Experimental results from ATHENA, confirmed by independent measurements performed with the ATRAP experiment, have shown that the produced antihydrogen is several orders of magnitude hotter than expected, presumably because recombination sets in before the antiprotons have thermalized with the positrons. An alternative production technique demonstrated by ATRAP, which uses resonant Rydberg charge exchange, shows promise in this regard, but can at best reach the temperature of the surrounding trap. Since the trapping of antihydrogen for precision tests of matter-antimatter symmetry critically depends on the antihydrogen temperature, novel approaches for the production of ultra-cold antihydrogen are required.
For this purpose, we have proposed a technique based on the pre-cooling of
antiprotons by indirect laser cooling, which should ultimately allow the
production of antihydrogen at temperatures well below 1 mK, and thus even below
the Doppler cooling limit of direct laser cooling with Lyman-alpha radiation.
The scheme is based on the laser cooling of a cloud of negative ions,
which in turn sympathetically cool a smaller number of antiprotons. Due to the
large ratio of the masses of the antiproton and the electron, antihydrogen will
then be formed essentially at the antiprotons' temperature.

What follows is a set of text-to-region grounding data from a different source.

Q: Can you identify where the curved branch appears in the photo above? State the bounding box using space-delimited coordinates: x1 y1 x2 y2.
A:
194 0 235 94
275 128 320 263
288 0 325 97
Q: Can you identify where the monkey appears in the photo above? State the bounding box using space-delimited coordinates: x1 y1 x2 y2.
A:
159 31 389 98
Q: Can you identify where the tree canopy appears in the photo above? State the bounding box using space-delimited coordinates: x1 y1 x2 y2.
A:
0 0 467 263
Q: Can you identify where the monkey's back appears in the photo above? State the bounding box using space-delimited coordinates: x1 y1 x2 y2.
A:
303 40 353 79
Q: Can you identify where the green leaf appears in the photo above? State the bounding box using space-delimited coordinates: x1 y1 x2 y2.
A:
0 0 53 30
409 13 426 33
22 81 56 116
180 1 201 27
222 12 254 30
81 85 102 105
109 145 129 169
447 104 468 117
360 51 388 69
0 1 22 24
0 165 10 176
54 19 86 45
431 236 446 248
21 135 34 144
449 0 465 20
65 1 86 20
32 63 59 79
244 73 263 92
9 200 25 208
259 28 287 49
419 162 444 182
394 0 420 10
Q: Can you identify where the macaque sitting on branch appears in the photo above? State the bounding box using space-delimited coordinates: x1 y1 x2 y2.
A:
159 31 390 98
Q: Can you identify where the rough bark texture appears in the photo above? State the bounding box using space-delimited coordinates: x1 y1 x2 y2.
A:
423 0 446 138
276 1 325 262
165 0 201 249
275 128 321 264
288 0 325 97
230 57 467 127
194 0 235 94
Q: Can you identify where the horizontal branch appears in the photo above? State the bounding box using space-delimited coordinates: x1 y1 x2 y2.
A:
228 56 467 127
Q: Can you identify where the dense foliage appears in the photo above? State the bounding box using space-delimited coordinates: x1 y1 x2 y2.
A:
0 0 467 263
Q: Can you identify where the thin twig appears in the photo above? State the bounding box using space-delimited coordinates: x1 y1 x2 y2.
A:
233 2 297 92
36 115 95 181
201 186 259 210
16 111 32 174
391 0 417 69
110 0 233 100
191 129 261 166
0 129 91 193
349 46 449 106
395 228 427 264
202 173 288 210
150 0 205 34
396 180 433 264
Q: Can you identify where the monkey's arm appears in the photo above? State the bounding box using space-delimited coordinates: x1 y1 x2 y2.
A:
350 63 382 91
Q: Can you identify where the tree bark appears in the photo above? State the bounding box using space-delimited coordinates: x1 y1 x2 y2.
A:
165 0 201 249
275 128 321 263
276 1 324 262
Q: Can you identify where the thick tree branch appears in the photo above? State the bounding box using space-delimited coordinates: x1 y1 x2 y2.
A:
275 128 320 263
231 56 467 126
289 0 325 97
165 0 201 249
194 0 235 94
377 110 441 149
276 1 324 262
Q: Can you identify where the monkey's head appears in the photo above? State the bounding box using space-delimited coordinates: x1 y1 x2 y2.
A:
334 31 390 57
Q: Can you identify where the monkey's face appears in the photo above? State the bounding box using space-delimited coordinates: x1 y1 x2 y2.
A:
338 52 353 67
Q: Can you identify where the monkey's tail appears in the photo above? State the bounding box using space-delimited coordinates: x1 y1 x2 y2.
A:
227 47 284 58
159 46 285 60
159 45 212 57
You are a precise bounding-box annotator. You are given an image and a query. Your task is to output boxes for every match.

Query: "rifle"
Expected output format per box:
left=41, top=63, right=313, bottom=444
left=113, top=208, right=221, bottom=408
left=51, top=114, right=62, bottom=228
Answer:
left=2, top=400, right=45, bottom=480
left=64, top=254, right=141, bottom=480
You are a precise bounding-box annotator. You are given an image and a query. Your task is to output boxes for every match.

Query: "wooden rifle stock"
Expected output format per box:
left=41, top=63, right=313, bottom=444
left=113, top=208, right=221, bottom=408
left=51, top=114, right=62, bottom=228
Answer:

Up until a few years ago, there were no known negative ions that had bound
excited states with opposite parity from the ground state (required for a strong
electric-dipole transition), but such a configuration has recently been
discovered in the negative osmium ion, thus making the proposed technique
feasible.
Since July 2006, preparatory investigations on the negative osmium ion have been funded by an Emmy Noether Grant of the German DFG funding agency. Recently, the first milestone of the project was achieved when we studied the bound–bound transition in 192Os− by high-resolution collinear spectroscopy. In addition to the transition frequency, the cross-section was also measured to high precision. These results pave the way for the next goals of the experiment: Spectroscopy in an external magnetic field, and actual laser cooling of Os−.